Сначала мы организовали памятное место на старинном офицерском кладбище сами. Спланировали, очистили от кустарника и травы площадку, на неё выкатили вновь откопанные камни. На это место 14 июля 2004 года приехали важные гости: Генеральный консул Японии – я записал его имя… – Тэруми Мурамацу и вице-консул Кусибуту Тиё. Они совершили на месте бывшего японского захоронения поминальный японский ритуал.
А в сентябре 2004 года произошла наша встреча с бывшим министром иностранных дел Японии, депутатом Японского парламента Таро Накаямо.
Тогда было принято решение об открытии официального мемориального места в центре села Медведь. Помог глава Медведского сельского поселения Владимир Иванович Рогозин. Финансирование обеспечила Япония. Открытие мемориала состоялось в сентябре 2005 года. Конечно, в присутствии многочисленной японской делегации.
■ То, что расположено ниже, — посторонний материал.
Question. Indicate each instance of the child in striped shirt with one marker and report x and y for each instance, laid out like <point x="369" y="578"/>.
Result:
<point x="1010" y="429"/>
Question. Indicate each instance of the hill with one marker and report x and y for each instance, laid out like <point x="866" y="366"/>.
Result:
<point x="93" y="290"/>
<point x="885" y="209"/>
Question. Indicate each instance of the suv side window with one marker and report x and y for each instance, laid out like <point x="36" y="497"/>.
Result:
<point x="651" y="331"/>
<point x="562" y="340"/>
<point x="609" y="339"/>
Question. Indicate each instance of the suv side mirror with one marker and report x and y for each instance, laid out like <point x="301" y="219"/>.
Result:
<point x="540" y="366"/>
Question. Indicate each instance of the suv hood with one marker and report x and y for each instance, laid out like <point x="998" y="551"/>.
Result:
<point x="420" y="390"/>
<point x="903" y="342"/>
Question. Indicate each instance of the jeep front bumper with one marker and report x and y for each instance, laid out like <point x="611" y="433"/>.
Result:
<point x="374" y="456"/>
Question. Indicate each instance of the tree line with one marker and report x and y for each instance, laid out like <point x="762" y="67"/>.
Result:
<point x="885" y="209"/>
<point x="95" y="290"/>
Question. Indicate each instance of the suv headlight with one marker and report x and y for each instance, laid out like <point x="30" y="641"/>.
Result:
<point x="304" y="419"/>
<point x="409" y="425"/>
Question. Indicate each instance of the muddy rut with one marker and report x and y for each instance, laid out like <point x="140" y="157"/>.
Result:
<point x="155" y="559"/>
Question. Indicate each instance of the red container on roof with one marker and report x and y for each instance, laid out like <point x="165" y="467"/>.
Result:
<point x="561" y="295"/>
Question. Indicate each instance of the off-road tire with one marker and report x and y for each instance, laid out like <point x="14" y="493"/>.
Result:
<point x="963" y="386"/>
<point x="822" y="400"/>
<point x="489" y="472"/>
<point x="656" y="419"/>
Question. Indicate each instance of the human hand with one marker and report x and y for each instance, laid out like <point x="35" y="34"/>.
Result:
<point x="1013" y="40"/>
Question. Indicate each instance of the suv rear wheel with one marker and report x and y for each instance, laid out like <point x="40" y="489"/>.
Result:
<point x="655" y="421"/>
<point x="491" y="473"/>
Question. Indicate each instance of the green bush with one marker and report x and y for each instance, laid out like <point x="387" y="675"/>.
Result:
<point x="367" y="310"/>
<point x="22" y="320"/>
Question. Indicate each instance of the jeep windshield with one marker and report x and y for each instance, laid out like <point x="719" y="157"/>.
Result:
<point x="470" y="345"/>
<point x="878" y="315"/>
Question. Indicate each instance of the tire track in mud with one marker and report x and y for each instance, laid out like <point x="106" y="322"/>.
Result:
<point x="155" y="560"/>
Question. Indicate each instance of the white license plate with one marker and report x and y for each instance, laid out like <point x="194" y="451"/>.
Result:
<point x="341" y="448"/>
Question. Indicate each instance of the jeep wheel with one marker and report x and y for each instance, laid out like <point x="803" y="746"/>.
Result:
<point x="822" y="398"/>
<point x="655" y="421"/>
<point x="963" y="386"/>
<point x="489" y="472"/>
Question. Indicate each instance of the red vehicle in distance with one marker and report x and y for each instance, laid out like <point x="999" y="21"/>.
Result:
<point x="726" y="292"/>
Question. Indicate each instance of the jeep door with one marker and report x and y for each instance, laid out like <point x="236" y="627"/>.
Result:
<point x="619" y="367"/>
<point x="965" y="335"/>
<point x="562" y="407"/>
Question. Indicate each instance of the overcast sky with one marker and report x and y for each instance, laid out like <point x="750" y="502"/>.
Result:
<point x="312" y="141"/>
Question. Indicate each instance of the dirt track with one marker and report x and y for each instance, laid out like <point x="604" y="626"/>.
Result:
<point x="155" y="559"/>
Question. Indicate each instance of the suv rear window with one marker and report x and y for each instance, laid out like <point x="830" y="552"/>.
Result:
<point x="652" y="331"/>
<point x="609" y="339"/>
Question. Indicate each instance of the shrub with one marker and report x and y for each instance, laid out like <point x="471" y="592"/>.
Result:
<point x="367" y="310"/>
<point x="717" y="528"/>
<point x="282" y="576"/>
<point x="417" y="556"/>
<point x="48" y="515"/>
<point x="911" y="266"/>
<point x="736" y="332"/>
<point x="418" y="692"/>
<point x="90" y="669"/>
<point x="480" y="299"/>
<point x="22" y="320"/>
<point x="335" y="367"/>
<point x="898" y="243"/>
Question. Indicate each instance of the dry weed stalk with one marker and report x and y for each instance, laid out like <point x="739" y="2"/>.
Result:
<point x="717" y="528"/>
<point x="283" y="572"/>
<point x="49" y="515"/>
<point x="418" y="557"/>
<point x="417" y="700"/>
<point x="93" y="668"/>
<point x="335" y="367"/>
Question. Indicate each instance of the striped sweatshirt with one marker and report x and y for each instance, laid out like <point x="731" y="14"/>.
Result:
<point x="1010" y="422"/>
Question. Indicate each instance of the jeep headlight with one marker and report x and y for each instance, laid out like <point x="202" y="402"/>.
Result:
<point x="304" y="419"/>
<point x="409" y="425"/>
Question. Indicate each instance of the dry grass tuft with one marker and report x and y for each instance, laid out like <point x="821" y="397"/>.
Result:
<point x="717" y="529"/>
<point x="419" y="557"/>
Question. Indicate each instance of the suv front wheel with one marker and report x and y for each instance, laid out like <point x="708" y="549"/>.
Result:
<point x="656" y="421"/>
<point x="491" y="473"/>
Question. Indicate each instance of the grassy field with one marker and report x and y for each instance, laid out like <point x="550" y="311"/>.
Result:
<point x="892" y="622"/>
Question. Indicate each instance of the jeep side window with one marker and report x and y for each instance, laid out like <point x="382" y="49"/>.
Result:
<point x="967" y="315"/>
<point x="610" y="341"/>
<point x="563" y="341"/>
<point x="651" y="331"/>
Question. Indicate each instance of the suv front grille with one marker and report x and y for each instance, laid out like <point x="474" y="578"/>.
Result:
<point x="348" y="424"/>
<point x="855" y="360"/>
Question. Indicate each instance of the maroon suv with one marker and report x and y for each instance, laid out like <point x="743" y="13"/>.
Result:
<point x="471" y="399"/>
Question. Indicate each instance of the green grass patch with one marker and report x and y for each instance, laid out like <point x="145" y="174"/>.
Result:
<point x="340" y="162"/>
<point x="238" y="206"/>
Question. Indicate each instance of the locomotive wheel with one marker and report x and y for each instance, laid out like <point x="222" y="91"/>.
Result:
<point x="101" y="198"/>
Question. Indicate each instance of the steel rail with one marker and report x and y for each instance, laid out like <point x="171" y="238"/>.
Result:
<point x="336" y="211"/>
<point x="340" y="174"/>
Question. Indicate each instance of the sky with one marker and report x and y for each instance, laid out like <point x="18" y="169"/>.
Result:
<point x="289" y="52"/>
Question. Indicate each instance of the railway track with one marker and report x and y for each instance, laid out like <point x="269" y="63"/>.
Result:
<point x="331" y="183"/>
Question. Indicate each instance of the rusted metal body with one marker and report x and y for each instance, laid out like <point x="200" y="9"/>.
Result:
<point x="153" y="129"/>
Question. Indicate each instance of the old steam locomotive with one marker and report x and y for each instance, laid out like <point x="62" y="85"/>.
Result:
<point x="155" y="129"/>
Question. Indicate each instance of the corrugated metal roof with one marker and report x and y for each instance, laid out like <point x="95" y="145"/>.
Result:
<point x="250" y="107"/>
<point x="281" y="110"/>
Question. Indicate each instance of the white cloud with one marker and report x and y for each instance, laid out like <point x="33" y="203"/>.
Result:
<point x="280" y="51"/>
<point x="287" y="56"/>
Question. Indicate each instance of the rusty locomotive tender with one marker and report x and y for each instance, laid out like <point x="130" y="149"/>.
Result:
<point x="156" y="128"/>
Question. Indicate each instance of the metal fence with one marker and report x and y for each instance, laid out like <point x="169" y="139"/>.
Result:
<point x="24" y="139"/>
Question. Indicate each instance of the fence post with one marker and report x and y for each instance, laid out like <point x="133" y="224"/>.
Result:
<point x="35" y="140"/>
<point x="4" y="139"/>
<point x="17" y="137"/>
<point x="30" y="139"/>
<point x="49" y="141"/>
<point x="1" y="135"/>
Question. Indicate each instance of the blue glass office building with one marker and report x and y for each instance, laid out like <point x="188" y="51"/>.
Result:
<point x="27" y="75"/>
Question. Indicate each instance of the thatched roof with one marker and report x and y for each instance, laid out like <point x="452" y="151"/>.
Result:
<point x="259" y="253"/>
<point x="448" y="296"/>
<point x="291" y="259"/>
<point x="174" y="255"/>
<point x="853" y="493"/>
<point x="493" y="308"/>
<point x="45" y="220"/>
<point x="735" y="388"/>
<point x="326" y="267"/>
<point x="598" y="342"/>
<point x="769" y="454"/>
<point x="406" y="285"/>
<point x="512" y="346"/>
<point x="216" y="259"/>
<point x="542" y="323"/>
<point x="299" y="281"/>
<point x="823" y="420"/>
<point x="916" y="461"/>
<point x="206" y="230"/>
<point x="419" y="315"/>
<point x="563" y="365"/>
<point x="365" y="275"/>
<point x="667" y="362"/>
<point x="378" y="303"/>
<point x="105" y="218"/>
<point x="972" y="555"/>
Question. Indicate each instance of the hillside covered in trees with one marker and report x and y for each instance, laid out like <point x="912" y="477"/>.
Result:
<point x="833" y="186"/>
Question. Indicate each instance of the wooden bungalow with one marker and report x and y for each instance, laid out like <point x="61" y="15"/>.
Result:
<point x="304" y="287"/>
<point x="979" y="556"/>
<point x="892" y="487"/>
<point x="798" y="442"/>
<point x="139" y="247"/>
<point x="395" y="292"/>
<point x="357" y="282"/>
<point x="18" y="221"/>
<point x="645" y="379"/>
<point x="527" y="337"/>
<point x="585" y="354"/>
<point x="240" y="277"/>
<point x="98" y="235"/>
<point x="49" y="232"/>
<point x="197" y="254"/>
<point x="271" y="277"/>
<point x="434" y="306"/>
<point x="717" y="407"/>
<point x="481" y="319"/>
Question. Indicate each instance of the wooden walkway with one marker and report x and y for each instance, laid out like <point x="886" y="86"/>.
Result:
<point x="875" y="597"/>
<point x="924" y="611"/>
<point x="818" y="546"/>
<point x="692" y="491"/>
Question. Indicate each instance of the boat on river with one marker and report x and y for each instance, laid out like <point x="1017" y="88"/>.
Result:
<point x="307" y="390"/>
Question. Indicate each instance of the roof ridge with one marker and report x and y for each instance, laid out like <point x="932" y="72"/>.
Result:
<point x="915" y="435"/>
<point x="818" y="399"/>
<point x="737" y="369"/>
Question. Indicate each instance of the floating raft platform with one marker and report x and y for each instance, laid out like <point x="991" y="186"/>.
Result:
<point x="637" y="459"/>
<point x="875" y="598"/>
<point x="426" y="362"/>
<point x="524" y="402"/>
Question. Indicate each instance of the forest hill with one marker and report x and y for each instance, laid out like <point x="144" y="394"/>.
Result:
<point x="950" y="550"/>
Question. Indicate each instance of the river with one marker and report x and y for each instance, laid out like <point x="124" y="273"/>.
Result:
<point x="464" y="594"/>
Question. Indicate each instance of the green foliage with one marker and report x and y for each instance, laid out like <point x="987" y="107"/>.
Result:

В Петербурге же вспомнили снова о медведских сямисэнах, хранившихся в музее музыкальных инструментов в Шереметевском дворце. В 2005 году эти сямисэны отправились в путешествие в Японию для реставрации и представления японцам. Затем сямисэны вернулись в Петербург. В 2005 году, в XXI веке, снова прозвучали голоса этих раритетов: на них сыграли участники программы «Ветры Ямато».
А к нам в село Медведь с 2004-го каждый год приезжают японцы. Среди них уже много лет – директор Токийского института русского языка Йосихико Мори. Это имя я помню без записи. Мори-сан стал моим другом. Каждый май, когда в Медведь приходят белые ночи, и каждую осень, когда березки сыплют, как беспечные транжиры, вокруг себя золотые и медные монеты, господин Мори едет в Россию, чтобы лично принять участие в раскопках. Из 19 камней выкопаны на данный момент 12. И господин Мори считает своим долгом найти их все. Мы ищем с помощью архивных данных и схемы, которую когда-то нарисовал один из японских солдат.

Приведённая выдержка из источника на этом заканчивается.